I've being thinking all the time of a static and moderate (16MB at the most) main memory distributed among different cards, 4MB each.

Lets say, however, that one day I decide to build a card with 8MB instead of 4BM. In such a case, I'll dimension the Trans Table chuck accordingly (just for that card), hence the advantage of a distributed Trans Matrix.

Problem starts when memory increases far beyond "moderation". Imagine that one day I decide to play with dynamic memory and to build a card with 256 MB of dynamic RAM. The Trans Matrix chuck for that amount of memory becomes 8M x 32, that is: 32 MB of static RAM! (about $900 at today's prices).

There are several ways for working this issue out:

1.- Reducing the limit for running processes (currently 128).
2.- Not event thinking about large amount of memory.
3.- Discarding the solution all together.

First approach to Memory Allocation

05/24/2009

Linear and Physical domains

When we express memory addresses as Linear (0 to 2^32 -1) we say them to be in the "Linear Domain". Addresses expressed as physical (as wired in the circuit) are said to be in the "Physical Domain".

Since Linear-to-Physical address translation is done as part of the bus cycle (using the Trans Matrix), the physical domain is mostly restricted to that low level context.
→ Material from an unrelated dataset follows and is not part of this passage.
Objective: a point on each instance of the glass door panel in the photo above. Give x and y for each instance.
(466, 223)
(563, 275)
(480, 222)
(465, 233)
General purpose registers and even the PC (Program Counter) manage Linear Addresses instead of Physical ones. We can say that "our CPU works in the Linear Domain".

Memory allocation, however, is done in the Physical Domain since it involves Trans Matrix population and efficient ways of using the available physical memory, as we shall see.

Memory Allocation

The unit of memory allocation is the Page Frame (4KB of contiguous bytes in physical memory). For the CPU, an alloc operation involves not much but adding entries to the Trans Matrix. Once in the Matrix, referred pages can be accessed throughout the Paging mechanism at the CPU circuit level as part of the ordinary bus cycles.

The CPU must provide a supervisor instruction similar to this:

mem_alloc     page, control

Where:
Page             Physical address of the Page Frame
Control         Bitmapped control fields and PROC #.

System software is responsible for keeping track of allocation. This involves (among others):

-- Distribution of physical memory among different processes (Effort must be made to avoid collisions).
-- Finding the correct physical blocks size for efficient use of memory.
-- De-allocation

Contiguousness in Linear and Physical domains

We have to distinguish between contiguous Linear address and contiguous Physical addresses. A code segment without branches, for instance, always occupies a contiguous block in the Linear domain but not necessarily in the Physical domain as illustrated in the following image.

This will possibly be a common scenario in real life. Notice that memory fragmentation is hidden to the program code (which is in Linear domain), meaning that System software working with these issues must work in the Physical domain instead. Hence the need for Physical-Domain instructions provided by the CPU.

Allocating Processes

When a process is loaded, memory is allocated to store the code and leave room for the process data. Since I am not providing support for a segmented model, both code and data will share a monolithic block in Linear space.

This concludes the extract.